A interseção com a política também não escapa ao olhar atento: muitos desses líderes e seus seguidores exibem apoio explícito a pautas conservadoras e nomes da direita cristã. Em ano pré-eleitoral, o discurso do “homem forte, de Deus e da pátria” ressurge com força.
Masculinidade em crise ou crise da masculinidade?
Para críticos, o Legendários explora uma ansiedade real — o papel do homem em um mundo que questiona os privilégios históricos do patriarcado —, mas oferece respostas perigosamente simplistas. Em vez de fomentar uma masculinidade saudável, baseada em empatia, autocuidado e responsabilidade emocional, ele reforça uma visão binária e autoritária. O que se vê é uma resposta violenta a avanços sociais. Ao invés de acolher mudanças e novas formas de ser homem, o movimento tenta reinstaurar a supremacia masculina como modelo espiritual, o homem como o grande provedor enquanto a mulher “cuida da casa e dos seus”.

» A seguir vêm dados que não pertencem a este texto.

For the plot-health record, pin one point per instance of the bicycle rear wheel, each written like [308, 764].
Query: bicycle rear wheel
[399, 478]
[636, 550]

Além disso, a mistura com o universo do coaching traz uma lógica de performance e produtividade que transforma até a espiritualidade em capital simbólico. Ser um homem legendário significa orar mais, treinar mais, liderar mais. O fracasso, nesse cenário, vira pecado — e não um processo humano.
Um legado perigoso?
Há quem veja no Legendários um espaço legítimo de acolhimento e discipulado masculino. Mas o crescimento acelerado do movimento e sua penetração entre jovens e celebridades acendem alertas. O risco é naturalizar discursos que, sob o pretexto de fé e motivação, reforçam a misoginia, o autoritarismo e a intolerância.
No final das contas, entre slogans de guerra espiritual e selfies com celebridades, talvez o que o Legendários esteja resgatando não seja a masculinidade — mas um modelo ultrapassado, revestido com nova embalagem, pronto para ser consumido por quem ainda não aprendeu que ser homem também é saber mudar.